- Directed by: Renaud Gauthier
- Written by: Renaud Gauthier
- Produced by: Marie-Claire Lalonde
- Starring: Jeremie Earp; Sandrine Bisson; Ivan Freud; Francois Aubin; Ingrid Falaise;
- Cinematography: John Londono
- Edited by: Arthur Villers
- Music by: Bruce Cameron
- Production company: Durango Pictures
- Release date: August 3, 2013 (Montreal);
- Running time: 75 minutes
- Country: Canada
- Languages: French; English;

= Discopath =

Discopath (Discopathe) is a 2013 Canadian slasher film directed by Renaud Gauthier. The film is about Duane Lewis, a New York cook who becomes insane when hearing disco music. After murdering a woman in a club, Duane travels to Montreal where he continues his killing spree. Discopath premiered in Canada at the Fantasia Film Festival.

==Plot and synopsis==
In the New York City, 1976. Duane Lewis is a cook at a hamburger joint. Whenever he hears disco music, he literally goes into a trance. The day he loses his job, he comes across a young roller-skater in the park who, hoping to console him, invites him to a night out at the discotheque Seventh Heaven. Bombarded by decibels, Duane’s trance state quickly degenerates into homicidal mania. The girl who brought him there soon enough bitterly regrets her invitation... Upon waking up the next morning, Duane hops on the first plane to Montreal, using a stolen passport. Four years later, he’s altered his identity. He now answers to the name of Martin, and works as an audio-visual tech at a private school for teenage girls. He wears special gear to cut out external sounds, and his employers imagine him to be hard of hearing. As a long weekend approaches, two of the school’s students elect to hide out there so they can spend the weekend in the building alone. Alone with Duane. Their secret disco party has horrible consequences as Duane’s murderous madness reaches its peak level and he now has several potential victims in his sights. Meanwhile, a lieutenant detective from New York believes he has figured out the serial killer’s modus operandi and he links up with the Montreal police force to track down the murderer.

==Production==
Discopath is the debut feature film from Renaud Gauthier.

==Release==
The film had its world premiere at the Fantasia Film Festival in Montreal on August 3, 2013.
Discopath has its American premiere at the October 12, 2013 at the American Cinematheque, where it was shown with Pieces and Prom Night.

==Reception==
Screen Daily referred to the Discopath as "an enjoyable oddball genre blending, fun while it lasts but ultimately too niche to make much of an impact, unless with horror fans." The Hollywood Reporter stated, "Semi-campy slasher pic is for genre fetishists only," and, "It's hard not to feel that Gauthier cares more about mimicking the style of giallo's greatest hits than about telling a story." Indiewire gave the film a D− rating, citing poor quality dubbing and production values as well as stating, "This is the type of movie that used to be made all the time, by quick-change artists capitalizing on a couple of random trends.
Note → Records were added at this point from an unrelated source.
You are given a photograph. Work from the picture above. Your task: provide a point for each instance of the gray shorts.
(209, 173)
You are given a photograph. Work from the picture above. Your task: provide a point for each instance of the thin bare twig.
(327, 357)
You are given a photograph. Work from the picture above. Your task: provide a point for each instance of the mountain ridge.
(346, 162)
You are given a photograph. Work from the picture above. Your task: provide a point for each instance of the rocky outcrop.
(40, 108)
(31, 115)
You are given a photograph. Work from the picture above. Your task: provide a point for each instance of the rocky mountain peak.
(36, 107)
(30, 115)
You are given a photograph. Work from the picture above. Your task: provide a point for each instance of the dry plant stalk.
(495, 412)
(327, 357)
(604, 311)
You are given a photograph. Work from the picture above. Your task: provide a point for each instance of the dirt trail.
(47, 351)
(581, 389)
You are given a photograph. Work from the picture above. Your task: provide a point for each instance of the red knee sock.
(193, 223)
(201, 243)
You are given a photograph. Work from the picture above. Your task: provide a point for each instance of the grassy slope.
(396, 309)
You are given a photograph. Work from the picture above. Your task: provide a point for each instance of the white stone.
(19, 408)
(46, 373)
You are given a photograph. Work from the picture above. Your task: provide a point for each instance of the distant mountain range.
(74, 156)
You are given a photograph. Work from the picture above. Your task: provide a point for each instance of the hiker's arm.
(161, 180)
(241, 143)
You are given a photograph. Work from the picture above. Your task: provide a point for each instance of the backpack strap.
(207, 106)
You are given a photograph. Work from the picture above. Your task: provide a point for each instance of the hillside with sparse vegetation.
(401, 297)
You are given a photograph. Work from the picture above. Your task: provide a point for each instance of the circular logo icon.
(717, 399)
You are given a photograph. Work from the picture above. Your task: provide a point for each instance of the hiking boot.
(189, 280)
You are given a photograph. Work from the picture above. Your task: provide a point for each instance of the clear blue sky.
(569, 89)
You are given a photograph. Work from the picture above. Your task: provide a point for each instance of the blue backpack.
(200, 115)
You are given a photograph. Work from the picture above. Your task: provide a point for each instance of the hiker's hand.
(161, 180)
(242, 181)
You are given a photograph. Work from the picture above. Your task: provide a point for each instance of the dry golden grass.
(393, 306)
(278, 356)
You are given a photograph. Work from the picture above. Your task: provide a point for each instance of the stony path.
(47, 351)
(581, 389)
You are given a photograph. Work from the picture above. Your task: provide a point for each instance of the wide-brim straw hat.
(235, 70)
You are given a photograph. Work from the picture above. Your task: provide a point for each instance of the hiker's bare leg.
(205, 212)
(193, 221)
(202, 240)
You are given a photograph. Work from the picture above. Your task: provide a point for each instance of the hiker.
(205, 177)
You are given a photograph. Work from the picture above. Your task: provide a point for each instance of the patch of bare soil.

But at least there was a genuine sleaze element at work, and the idea that there was a genuine approach and vision that emerged from a generic incompetence with cameras, framing and effects. Now, it’s just an intentional throwback, wrapping everything in intentional artifice to preserve something that was appealing for being primitive and not particularly thought-out. You can't go home again."